Senator Elizabeth Warren is calling out regulators after little-known hedge fund Archegos Capital Management was able to borrow so much money that its implosion last week sent shockwaves across Wall Street.
“Regulators need to rely on more than luck to fend off risks to the financial system,” Warren, a Democrat from Massachusetts, said in a statement to CNN Business. “We need transparency and strong oversight to ensure that the next hedge fund blowup doesn’t take the economy down with it.”
The stocks of ViacomCBS and other media companies crashed late last week after Wall Street banks that lent to Archegos forced the firm to unwind its risky bets in a massive fire sale. Archegos was bankrolled by some of the biggest banks in the world, including Goldman Sachs, Credit Suisse, Deutsche Bank and Wells Fargo.
Some of those banks are now facing sizable losses of their own from their ties to Archegos, which reportedly used derivatives to mask the size of its large investment positions.
The collapse of Archegos serves as yet another reminder of the dangers of extreme leverage and raises questions about how this firm was able to amass such risky positions, especially given its founder’s checkered past.
“Archegos’ meltdown had all the makings of a dangerous situation -— [a] largely unregulated hedge fund, opaque derivatives, trading in private dark pools, high leverage and a trader who wriggled out of the SEC’s enforcement,” Warren said in the statement.
In other words, regulators should have seen this coming.
Insider trading red flags
Archegos was founded by Bill Hwang, best known for an insider trading scandal at former hedge fund Tiger Asia Management. In 2012 Hwang pleaded guilty to wire fraud on behalf of his firm, which was sentenced to a year of probation and forced to forfeit $16 million. That same year, the Securities and Exchange Commission charged Hwang, Tiger Asia Management and Tiger Asia Partners with making nearly $17 million in illegal profits in a scheme involving Chinese bank stocks. He and his firms agreed to pay $44 million to settle those charges.
Goldman Sachs stopped doing business with Hwang for a period of time after that, a person familiar with the matter told CNN Business. However, Goldman Sachs later resumed a relationship with Hwang, serving as one of his firm’s lenders.
In a statement on Tuesday, a spokesperson for Archegos said this is a “challenging time” for the firm, its partners and employees. “All plans are being discussed as Mr. Hwang and the team determine the best path forward,” the spokesperson said.
Regulators are probing what went wrong in this high-profile meltdown.
In a statement on Monday, a spokesperson for the SEC said the agency has been “monitoring the situation and communicating with market participants since last week.”
Big banks count their losses
Meanwhile, the toll from the Archegos collapse continues to mount.
Japan’s Mitsubishi UFJ Securities (MBFJF) said in a statement Tuesday that it was expecting a loss of about $300 million “in relation to a US client.” It did not name the client and a spokesperson declined to elaborate.
Wells Fargo, another prime broker to Archegos, said the bank did not experience losses after closing out its exposure to the firm.

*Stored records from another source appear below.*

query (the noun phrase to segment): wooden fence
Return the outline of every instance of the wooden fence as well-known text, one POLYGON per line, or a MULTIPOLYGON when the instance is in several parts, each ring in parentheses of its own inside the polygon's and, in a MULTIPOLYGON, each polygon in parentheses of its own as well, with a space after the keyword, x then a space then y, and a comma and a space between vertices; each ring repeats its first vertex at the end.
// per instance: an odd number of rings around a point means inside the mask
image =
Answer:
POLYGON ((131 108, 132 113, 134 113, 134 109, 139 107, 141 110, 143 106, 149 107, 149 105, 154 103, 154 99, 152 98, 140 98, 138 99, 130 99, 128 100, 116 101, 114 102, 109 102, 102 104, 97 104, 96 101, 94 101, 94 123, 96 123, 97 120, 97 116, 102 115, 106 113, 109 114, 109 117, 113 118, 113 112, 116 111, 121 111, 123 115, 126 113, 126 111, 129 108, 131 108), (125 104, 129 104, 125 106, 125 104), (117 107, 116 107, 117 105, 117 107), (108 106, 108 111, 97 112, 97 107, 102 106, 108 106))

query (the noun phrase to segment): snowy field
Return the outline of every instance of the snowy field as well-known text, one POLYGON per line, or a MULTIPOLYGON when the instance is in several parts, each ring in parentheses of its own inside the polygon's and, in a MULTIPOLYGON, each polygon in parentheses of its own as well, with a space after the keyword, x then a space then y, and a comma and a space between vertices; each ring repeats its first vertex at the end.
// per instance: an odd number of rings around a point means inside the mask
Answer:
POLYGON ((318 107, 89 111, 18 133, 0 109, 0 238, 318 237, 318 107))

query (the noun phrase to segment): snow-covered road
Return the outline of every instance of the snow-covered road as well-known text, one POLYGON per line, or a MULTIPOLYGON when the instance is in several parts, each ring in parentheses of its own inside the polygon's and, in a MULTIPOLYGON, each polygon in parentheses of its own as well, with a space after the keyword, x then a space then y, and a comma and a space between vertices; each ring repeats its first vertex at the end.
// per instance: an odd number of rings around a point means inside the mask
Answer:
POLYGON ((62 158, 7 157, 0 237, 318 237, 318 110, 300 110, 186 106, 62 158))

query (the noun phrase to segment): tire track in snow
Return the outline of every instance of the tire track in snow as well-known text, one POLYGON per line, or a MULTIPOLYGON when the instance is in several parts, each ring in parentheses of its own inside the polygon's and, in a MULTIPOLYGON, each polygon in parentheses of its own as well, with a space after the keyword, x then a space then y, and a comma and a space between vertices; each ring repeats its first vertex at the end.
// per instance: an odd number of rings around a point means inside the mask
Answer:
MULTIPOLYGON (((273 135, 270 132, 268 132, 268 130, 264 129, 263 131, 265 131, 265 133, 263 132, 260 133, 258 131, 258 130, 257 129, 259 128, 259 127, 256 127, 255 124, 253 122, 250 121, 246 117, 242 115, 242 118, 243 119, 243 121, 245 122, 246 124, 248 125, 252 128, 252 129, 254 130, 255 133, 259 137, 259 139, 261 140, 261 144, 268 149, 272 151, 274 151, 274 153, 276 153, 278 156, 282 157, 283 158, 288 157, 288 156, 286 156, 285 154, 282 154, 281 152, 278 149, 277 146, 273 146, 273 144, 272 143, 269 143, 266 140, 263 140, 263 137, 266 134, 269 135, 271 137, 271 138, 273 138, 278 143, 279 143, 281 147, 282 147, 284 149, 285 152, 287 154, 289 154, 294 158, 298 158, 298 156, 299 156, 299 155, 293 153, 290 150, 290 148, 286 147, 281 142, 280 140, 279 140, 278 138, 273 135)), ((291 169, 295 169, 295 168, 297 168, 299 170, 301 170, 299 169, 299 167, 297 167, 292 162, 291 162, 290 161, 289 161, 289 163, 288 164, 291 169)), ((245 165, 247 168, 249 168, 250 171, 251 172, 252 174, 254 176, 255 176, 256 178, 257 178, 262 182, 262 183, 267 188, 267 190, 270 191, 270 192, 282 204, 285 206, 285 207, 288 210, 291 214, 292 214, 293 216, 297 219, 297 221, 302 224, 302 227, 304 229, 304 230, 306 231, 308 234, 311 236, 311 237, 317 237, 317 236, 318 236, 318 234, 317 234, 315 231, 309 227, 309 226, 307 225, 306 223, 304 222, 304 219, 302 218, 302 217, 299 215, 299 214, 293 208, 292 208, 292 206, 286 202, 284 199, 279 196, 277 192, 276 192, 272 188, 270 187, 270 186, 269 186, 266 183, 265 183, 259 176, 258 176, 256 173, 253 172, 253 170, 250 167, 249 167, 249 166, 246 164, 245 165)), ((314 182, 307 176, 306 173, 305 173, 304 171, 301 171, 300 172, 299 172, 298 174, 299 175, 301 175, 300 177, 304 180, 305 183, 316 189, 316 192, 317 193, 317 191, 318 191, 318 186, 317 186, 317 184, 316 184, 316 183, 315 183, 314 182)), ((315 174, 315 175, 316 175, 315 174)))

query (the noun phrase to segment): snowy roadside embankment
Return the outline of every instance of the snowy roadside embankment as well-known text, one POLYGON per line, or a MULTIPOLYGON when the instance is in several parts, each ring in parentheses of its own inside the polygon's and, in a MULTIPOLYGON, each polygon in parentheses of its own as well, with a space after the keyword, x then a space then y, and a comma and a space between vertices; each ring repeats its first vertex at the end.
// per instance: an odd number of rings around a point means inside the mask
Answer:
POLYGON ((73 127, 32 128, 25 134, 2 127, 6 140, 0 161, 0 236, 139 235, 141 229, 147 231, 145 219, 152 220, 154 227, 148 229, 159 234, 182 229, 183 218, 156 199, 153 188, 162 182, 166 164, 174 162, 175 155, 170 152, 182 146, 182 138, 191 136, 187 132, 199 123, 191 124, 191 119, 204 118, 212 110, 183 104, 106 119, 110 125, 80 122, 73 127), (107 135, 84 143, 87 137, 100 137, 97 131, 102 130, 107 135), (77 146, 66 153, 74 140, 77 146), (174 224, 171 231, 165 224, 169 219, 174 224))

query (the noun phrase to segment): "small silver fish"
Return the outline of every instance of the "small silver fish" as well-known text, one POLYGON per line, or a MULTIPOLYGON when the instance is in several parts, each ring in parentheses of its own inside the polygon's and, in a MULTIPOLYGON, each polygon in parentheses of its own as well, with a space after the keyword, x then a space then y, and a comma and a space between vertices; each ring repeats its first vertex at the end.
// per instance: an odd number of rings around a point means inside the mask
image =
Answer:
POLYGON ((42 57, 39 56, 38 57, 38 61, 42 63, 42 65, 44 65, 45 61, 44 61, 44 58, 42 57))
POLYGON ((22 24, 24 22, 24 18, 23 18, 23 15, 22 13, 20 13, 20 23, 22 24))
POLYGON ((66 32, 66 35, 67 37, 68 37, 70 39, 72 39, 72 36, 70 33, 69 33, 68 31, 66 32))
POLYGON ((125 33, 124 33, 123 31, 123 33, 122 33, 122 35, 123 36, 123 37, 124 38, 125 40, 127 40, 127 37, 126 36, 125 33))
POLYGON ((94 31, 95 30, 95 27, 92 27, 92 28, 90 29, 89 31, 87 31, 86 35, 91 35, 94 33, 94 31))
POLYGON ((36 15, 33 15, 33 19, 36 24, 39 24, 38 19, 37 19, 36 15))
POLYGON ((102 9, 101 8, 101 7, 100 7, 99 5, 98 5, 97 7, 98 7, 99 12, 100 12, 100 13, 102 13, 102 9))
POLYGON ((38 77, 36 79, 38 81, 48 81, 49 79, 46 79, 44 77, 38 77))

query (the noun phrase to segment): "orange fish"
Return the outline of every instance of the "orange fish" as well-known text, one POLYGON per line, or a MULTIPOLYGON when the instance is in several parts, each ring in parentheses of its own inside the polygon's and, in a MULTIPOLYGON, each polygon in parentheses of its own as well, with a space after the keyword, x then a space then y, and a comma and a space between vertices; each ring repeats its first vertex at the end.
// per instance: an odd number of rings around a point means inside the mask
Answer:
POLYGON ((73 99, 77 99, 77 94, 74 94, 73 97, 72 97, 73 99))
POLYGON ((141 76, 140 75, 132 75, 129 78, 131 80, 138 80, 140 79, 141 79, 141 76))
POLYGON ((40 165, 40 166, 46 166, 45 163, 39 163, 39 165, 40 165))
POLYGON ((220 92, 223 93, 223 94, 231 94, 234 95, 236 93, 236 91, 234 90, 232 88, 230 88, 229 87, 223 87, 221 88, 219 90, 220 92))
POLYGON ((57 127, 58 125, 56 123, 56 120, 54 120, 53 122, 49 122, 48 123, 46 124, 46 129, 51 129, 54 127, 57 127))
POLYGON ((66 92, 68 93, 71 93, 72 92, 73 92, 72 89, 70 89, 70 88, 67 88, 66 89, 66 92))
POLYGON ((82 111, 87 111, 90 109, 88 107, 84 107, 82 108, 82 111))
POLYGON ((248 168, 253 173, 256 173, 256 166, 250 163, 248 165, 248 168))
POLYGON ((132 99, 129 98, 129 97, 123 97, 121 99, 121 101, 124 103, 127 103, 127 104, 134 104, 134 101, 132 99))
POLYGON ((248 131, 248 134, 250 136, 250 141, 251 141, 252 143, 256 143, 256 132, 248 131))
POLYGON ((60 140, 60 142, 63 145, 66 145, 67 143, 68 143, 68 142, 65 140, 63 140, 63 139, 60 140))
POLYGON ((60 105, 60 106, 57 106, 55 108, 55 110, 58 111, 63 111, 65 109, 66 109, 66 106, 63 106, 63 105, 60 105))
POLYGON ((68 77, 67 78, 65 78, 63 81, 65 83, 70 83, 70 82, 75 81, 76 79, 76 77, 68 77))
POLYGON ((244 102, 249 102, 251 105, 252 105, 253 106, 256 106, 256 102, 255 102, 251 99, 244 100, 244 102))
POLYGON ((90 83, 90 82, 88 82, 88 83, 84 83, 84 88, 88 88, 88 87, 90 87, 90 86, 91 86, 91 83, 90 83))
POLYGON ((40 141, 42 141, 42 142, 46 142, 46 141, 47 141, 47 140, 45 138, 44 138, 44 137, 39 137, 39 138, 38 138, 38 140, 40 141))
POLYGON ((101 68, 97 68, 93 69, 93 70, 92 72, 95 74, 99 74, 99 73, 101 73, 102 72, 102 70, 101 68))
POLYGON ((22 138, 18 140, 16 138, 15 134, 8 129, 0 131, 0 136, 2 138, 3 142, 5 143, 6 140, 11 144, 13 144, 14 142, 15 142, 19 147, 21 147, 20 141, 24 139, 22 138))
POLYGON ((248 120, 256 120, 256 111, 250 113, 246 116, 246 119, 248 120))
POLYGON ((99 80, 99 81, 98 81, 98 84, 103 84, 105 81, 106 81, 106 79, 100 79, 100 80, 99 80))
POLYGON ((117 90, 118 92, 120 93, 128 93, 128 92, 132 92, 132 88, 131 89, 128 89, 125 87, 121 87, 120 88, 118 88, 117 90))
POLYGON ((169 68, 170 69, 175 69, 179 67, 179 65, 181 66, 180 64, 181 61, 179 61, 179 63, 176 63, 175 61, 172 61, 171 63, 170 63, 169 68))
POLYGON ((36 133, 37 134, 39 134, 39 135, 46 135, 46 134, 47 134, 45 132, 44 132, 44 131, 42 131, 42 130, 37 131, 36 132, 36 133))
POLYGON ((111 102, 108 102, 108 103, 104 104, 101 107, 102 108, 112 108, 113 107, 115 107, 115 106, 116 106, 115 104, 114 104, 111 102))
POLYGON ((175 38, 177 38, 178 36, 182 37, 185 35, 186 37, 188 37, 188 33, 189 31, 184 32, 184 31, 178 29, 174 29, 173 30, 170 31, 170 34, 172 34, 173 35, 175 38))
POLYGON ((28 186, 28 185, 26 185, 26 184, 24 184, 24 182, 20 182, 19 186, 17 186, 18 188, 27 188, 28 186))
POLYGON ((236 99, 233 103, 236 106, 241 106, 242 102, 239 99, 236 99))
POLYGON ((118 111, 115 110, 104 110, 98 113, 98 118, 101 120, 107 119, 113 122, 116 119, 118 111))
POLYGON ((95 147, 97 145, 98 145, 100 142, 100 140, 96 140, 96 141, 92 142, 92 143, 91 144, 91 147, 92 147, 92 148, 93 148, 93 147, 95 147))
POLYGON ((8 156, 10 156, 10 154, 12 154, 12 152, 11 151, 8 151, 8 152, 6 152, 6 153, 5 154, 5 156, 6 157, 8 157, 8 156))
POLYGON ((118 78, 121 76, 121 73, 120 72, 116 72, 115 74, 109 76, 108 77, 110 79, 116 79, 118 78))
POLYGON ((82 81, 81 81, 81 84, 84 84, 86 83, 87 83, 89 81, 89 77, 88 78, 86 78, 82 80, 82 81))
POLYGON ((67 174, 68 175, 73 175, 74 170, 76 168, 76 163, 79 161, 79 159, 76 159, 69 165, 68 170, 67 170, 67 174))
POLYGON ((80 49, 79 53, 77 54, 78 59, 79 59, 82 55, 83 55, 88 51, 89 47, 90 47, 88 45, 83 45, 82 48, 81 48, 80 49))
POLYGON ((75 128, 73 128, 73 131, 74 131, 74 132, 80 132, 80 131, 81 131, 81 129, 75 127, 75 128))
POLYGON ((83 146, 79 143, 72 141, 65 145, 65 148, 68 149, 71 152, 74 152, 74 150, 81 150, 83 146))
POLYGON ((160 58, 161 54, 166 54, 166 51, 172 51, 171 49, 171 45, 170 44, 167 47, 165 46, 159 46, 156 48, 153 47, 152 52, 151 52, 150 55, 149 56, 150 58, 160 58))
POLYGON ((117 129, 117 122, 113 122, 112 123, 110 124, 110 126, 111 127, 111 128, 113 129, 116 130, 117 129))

The statement came after Wells Fargo shares dropped 3% Monday on concerns about the damage.
Japan’s Nomura said Monday that its losses could be as much as $2 billion, attributing the hit to “transactions with a US client.” Asked for further detail, the company declined to comment to CNN Business.
Credit Suisse warned of a “significant” hit to earnings after a client defaulted on margin calls. A person familiar with the matter told CNN Business that the client was Archegos.
How was Archegos able to keep such a low profile for so long, despite its large presence in major stocks and ties to leading banks?
The answer may lie in the firm’s structure. Archegos operates as a family office, a private firm that exists to increase the wealth of high-net worth individuals. Unlike hedge funds, Archegos is not allowed to manage outside money.
The family office space is huge, with at least 10,000 single-family offices around the world, firms that manage more than private equity and venture capital combined, according to Ernst & Young.
Despite their influence, family offices face little oversight from regulators. That’s because while the 2010 Dodd-Frank law called for tighter regulation of hedge funds, it gave family offices a special carve-out.
Family offices are not required to file regular reports with the SEC detailing their vast positions and activities. While the SEC pages of hedge funds like Soros Capital Management and Bill Ackman’s Pershing Square include quarterly reports on their portfolios, Archegos’ page with the SEC, says little, except for a notice: “Archegos Capital Management, LP has not filed any forms with the SEC apart from initial company registration.”